• charlieegan3 5 months ago

    This is a great idea for a project, the 'users who also posted' metric seems to have worked really well.

    The site seems to fail to load the 'hot' items for the subreddits when I click on them but that's not a big deal for me. On closer inspection, it doesn't seem to be making any requests. Just says `Failed to download https://www.reddit.com/r/thinkpad/hot.json` etc

  • aasasd 5 months ago

    > the 'users who also posted' metric

    — Hello, is this the anime channel?

    — Yes.

    — How do I patch KDE2 under FreeBSD?


  • Smithalicious 5 months ago

    The accuracy of this meme is stunning. I run an anime-related discord of 20-odd people and at least half of people there work in tech in some way. I've seen similar things in order such communities.

    I wonder if this is just a cultural artifact from the time that anime and technology were both "geeky" niche interests (to a greater extent than they are now) or if there's a deeper underlying reason...

  • vidarh 5 months ago

    It may be a stereotype, but to me it seems that in geek circles it is much more acceptable to admit to continuing to appreciate things often seen as "childish" elsewhere in general.

  • mrfusion 5 months ago

    Another metric could be looking at cross posts. I’m not sure which is better.

  • Breza 5 months ago

    That could be cool, but it would eliminate any subs that don't allow crossposting. That includes a few of the heavy hitters like ShowerThoughts and AskReddit.

  • anvaka 5 months ago

    hmmm... I don't see the error on my end. What browser do you use? Can you try in "incognito" mode? Are there any extensions that might be blocking this?

  • Sendotsh 5 months ago

    Doesn't work for me either, on Firefox Developer Edition 65.0b10 (64-bit) with no extensions enabled (disabled them all to double-check it wasn't one of them blocking it).

    Works fine in Edge.

    It's purely the loading of the Hot sidebar, everything else works fine. It has already helped me find a few new subs I didn't know existed, so thanks!

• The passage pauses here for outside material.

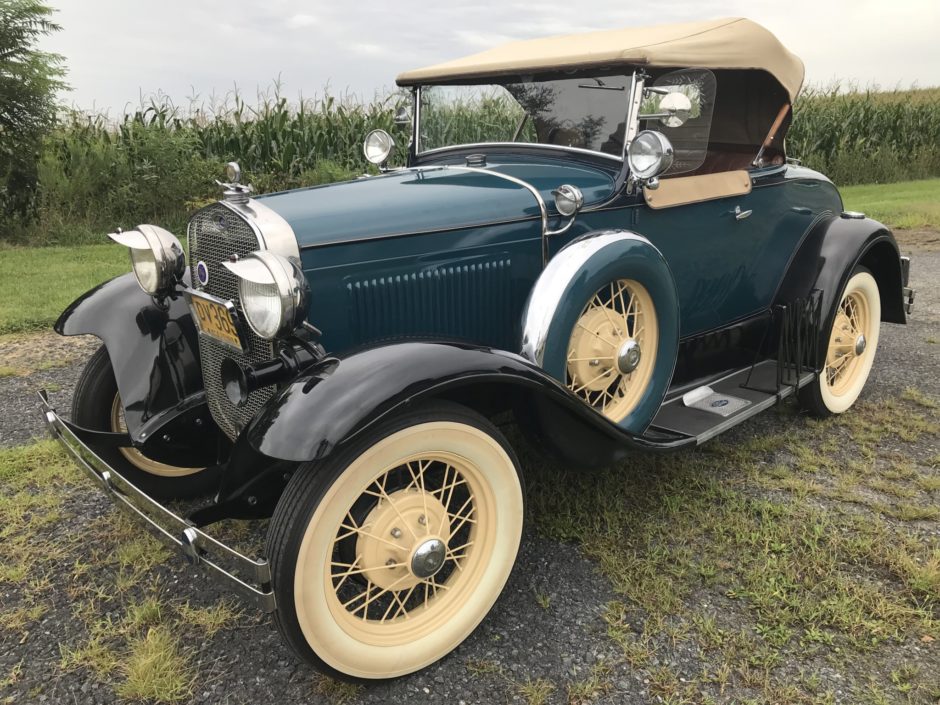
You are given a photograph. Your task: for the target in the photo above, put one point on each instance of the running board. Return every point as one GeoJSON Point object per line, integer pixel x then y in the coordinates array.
{"type": "Point", "coordinates": [710, 410]}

  • newman314 5 months ago

    Have you thought about building something similar for bot identification on Twitter? I suspect that would be quite the useful feature.

  • charlieegan3 5 months ago

    Yeah I'm on FF - can confirm my issue was related to the content blocking.

  • jsloss 5 months ago

    I'm getting the same error on Firefox Quantum.

  • anvaka 5 months ago

    Hm... I'm at lost.

    https://jsbin.com/fuyijan/2/edit?js,console - this works in Chrome, and non-private mode of Firefox Quantum (64.0.2 (64-bit)). However when I open private browsing in Firefox Quantum request fails.

    Anyone might know why?

  • EvilTerran 5 months ago

    That sounds like Content Blocking kicking in - that's only active in Private Browsing by default: https://support.mozilla.org/en-US/kb/content-blocking

    I note that page says "By default, content blocking uses the Disconnect.me basic protection list" - and reddit.com is on that list: https://github.com/disconnectme/disconnect-tracking-protecti...

    (I'm guessing reddit's "social button" is considered a tracker.)

    [edit] confirmed, it's definitely Content Blocking: I just loaded that jsbin in an FF private window, and there's a message in the console to that effect.

  • anvaka 5 months ago

    Thank you so much! I opened an issue here: https://github.com/disconnectme/disconnect-tracking-protecti...

  • renholder 5 months ago

    >(I'm guessing reddit's "social button" is considered a tracker.)

    It wouldn't surprise me. Even though /r/ has concepts like "Silver" and "Gold" to generate revenue, I think it's main driver is still advertising; so, for it to behave like Facebook, Google, etc. wouldn't be that much of a stretch of the imagination. (Or maybe I'm just far too paranoid?)

  • Smithalicious 5 months ago

    It's a cool tool, but it seems very biased towards bigger subs. If you let it loose on a small sub it will emphasize that big, kinda-but-not-really related subs over tiny-but-closely-related subs.

  • ppod 5 months ago

    Using Jaccard has this effect, mutual information would correct more for the independent frequency of the posts per subreddit.

  • Smithalicious 5 months ago

    It's a shame since this tool would be particularly useful for recommending small subs. I don't need it to tell me about big subs, since I already know them.

  • patcon 5 months ago

    This is seriously amazing man! Interesting to see how different subject-areas network themselves differently.

    For example, comparing "r/permaculture" to "r/linux".

    Also, looking at r/girlgamers makes me realize my privilege for being able to navigate my interest areas without such a clusterfuck of bullshit going on: https://anvaka.github.io/sayit/?query=girlgamers

  • swampthinker 5 months ago

    It's really sad how toxic Reddit brigading is

  • skilled 5 months ago

    This is awesome! My input had exactly the results I expected.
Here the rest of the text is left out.